Wound Care: An Emergency Room Doctor's Perspective, by E.C.W., MD

Saturday, Feb 24, 2007

Arguably the most important factor in wound healing is the potential for infection. Ever since Semmelweis and Lister demonstrated that strict hand washing made a tremendous difference in reducing the incidence of postoperative infections and puerperal fever after childbirth, health care workers have tried to refine methods for decreasing bacterial contamination of wounds in an effort to avoid infection. Thus we have some practitioners who still soak wounds in betadine solutions lengthily even though more modern research has shown that this kills viable tissue and makes wounds less amenable to suturing. For the concerned individual who must deal with a wound outside the emergency room or clinic setting, for whatever reason, I have some reasonable advice on avoiding infection that is not widely taught, even in some health care settings. (The following applies to wounds that an experienced parent could evaluate and immediately know that a band-aid alone would not be appropriate.)

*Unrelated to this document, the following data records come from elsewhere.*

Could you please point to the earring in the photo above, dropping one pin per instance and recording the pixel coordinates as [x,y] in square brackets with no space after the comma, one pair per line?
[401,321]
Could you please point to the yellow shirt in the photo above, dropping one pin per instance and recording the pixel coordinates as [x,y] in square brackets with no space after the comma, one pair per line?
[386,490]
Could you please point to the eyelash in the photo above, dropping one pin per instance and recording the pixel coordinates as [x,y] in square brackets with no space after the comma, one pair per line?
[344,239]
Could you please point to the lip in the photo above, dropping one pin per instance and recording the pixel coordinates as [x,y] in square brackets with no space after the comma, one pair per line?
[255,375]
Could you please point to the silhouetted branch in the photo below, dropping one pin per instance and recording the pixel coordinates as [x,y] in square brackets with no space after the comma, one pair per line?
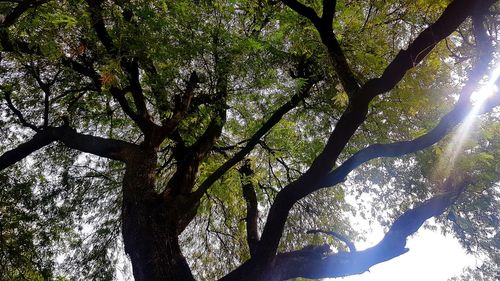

Bleeding is Nature's way of cleaning a wound, but a little goes a long way. Remember that as long as the wound is "down-stream" from the heart (pump), bleeding will be under pressure. So don't forget to elevate a bleeding extremity above the level of the heart to get control of bleeding. This may be accomplished in some novel ways in the field, and may require improvisation. To elevate a leg or foot, for example, you might need to place the patient on the ground and prop the leg on an ice chest or stump. Scalp wounds especially bleed profusely and may be frightening to the uninitiated: Use multiple layers of absorbable material---sterile gauze or a clean towel (or the cleanest cloth you have available)--- and hold direct pressure until bleeding ceases or is at least reduced to a slow ooze. A patient who is taking aspirin will have a prolonged bleeding time, so you will have to hold pressure for a longer period of time.
Plain soap and tap water have been shown to be just as good for washing the wound as an antiseptic soap and sterile water. It turns out that some of the antiseptic solutions available kill so much good tissue that they are not preferable to regular soap. I would recommend a liquid soap, to avoid the bacterial culture waiting to launch itself from the bar on the counter, but would avoid the "antibacterial soap" (with triclosan) widely available that has been shown to increase bacterial resistance. In a perfect world I would prefer Hibiclens, but would certainly use a "no-tears" baby shampoo (neutral solution) or even diluted Dawn. One could apply it to a clean washcloth wet from the tap and use it to gently scrub the wound.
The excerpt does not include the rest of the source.